Depuis une semaine, la polémique enfle dans la presse camerounaise. Suite à une cérémonie en hommage à 36 soldats camerounais tués dans des combats contre Boko Haram, une image est publiée sur le site de la présidence. On y voit le chef de l’Etat, incliné devant les cercueils. Un montage, en réalité, puisque Paul Biya était absent. Un montage d’assez mauvaise qualité qui a attisé la colère de plusieurs journaux.
Certains journaux ont rapidement évoqué l’idée d’une « manipulation », avec des titres comme « Le scandale qui vient de la présidence » ou encore « L’hommage virtuel de Paul Biya » aux militaires. La polémique enfle rapidement au sein de la population camerounaise et sur Internet où l’on s’étonne d’une telle attitude. D’autant plus que le président était alors officiellement en déplacement en Europe.
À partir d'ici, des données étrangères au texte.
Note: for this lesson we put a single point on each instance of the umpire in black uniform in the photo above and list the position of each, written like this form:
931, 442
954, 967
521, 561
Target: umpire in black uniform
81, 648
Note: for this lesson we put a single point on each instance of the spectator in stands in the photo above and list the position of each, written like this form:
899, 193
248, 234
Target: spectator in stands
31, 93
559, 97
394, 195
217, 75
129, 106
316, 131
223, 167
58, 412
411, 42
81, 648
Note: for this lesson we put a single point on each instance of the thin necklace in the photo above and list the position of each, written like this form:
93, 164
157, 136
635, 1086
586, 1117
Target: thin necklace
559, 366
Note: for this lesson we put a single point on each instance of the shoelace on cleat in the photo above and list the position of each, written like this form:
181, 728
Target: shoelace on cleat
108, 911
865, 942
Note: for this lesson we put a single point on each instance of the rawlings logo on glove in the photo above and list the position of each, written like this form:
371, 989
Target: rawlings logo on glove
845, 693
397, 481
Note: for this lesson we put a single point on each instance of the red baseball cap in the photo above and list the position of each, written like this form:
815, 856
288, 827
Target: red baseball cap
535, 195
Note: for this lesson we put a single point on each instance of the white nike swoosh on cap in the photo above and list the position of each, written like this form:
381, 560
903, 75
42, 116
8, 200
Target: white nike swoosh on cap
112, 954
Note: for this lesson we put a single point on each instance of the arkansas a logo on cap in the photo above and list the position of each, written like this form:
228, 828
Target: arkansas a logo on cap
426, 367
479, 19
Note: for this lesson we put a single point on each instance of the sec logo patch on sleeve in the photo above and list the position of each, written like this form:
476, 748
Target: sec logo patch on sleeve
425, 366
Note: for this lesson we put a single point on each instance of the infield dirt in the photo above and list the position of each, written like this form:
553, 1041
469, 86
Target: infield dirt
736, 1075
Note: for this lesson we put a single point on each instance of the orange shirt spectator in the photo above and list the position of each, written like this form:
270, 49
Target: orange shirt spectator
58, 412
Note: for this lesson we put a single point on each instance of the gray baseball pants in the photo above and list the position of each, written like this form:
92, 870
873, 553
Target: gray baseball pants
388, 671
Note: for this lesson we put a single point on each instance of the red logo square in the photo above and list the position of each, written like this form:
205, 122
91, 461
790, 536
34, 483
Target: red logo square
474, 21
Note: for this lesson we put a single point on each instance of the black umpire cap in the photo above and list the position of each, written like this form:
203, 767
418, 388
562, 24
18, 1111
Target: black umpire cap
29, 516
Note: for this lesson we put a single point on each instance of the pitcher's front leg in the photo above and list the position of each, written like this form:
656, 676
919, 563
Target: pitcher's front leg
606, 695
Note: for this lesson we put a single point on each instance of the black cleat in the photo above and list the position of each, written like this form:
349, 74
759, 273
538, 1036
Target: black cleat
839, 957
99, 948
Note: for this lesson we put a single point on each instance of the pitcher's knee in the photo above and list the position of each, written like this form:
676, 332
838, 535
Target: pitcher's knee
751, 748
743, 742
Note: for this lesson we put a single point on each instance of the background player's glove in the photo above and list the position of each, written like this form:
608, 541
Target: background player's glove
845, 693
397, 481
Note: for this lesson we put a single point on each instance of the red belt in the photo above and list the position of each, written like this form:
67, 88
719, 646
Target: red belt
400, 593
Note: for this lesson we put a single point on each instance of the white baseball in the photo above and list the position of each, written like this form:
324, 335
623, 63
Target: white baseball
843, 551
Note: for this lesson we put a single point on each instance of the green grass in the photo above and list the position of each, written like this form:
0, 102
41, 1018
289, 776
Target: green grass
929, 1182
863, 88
Joint par France 24, le ministre de la Communication a assuré qu’il s’agissait d’un malentendu: « C’est un montage grotesque alors que le président Paul Biya est en Europe. La photo a été modifiée par effraction d’une personne qui a réussi à rentrer sur le site. Il est impossible que cela vienne de la part de quelqu’un en interne, tout le monde savait très bien que le président était à l’étranger. »
Une autre version, préférée par certains journalistes locaux, évoque la possibilité que plutôt qu’un piratage, il se soit agit d’une initiative du webmaster de la présidence. Celui-ci aurait cherché à illustrer la salutation aux morts du président et à la représenter par ce photo-montage. Piètre résultat qui n’aura visiblement pas été bien compris par le public. D’autant plus maladroit que l’absence du chef de l’Etat lors de la cérémonie pouvait évidement soulever la critique.
Quelques leçons à tirer de cet incident:
– Si tentative de manipulation il y a, c’est là un bon rappel du risque de telles méthodes. Si elles sont découvertes, cela entraine des effets négatifs immédiats et massifs, ainsi qu’une perte de crédibilité nuisible à tout effort de communication.
– Si maladresse de la part du webmaster il y a, on voit là l’effet d’une communication de mauvaise qualité. S’il est profitable de laisser de la marge de manoeuvre à ses opérateurs, encore faut-il que ceux-ci soient doués. Toujours est-il que des erreurs peuvent survenir et que même les meilleurs peuvent avoir un mauvais instinct et lancer une mauvaise opération de communication. Le cas échéant, crier au piratage est inutile: si l’excuse est à la mode, elle contribue à donner l’impression d’un manque de sérieux et de sécurité… ce qui reste dommageable lorsque l’on parle d’une vitrine présidentielle. Il reste plus judicieux d’admettre une erreur dans le discours et de faire son mea culpa tout en lançant vite une opération plus intelligente.
– En matière d’agenda, il convient de s’interroger sur le choix politique. Si la présidence estime que la visite en Europe est prioritaire sur la cérémonie aux morts (pourquoi pas…), alors il faut anticiper le risque en termes d’images… et briefer ses équipes en conséquence. Les 36 hommes honorés ce jour-là sont un symbole. L’absence du président aussi. Elle donne l’impression que la lutte contre Boko Haram et le sacrifice de soldats camerounais ne sont pas la priorité absolue. Pas de bonne communication sans bonne décision du chef politique: une image -surtout mal montée- ne remplace pas une action.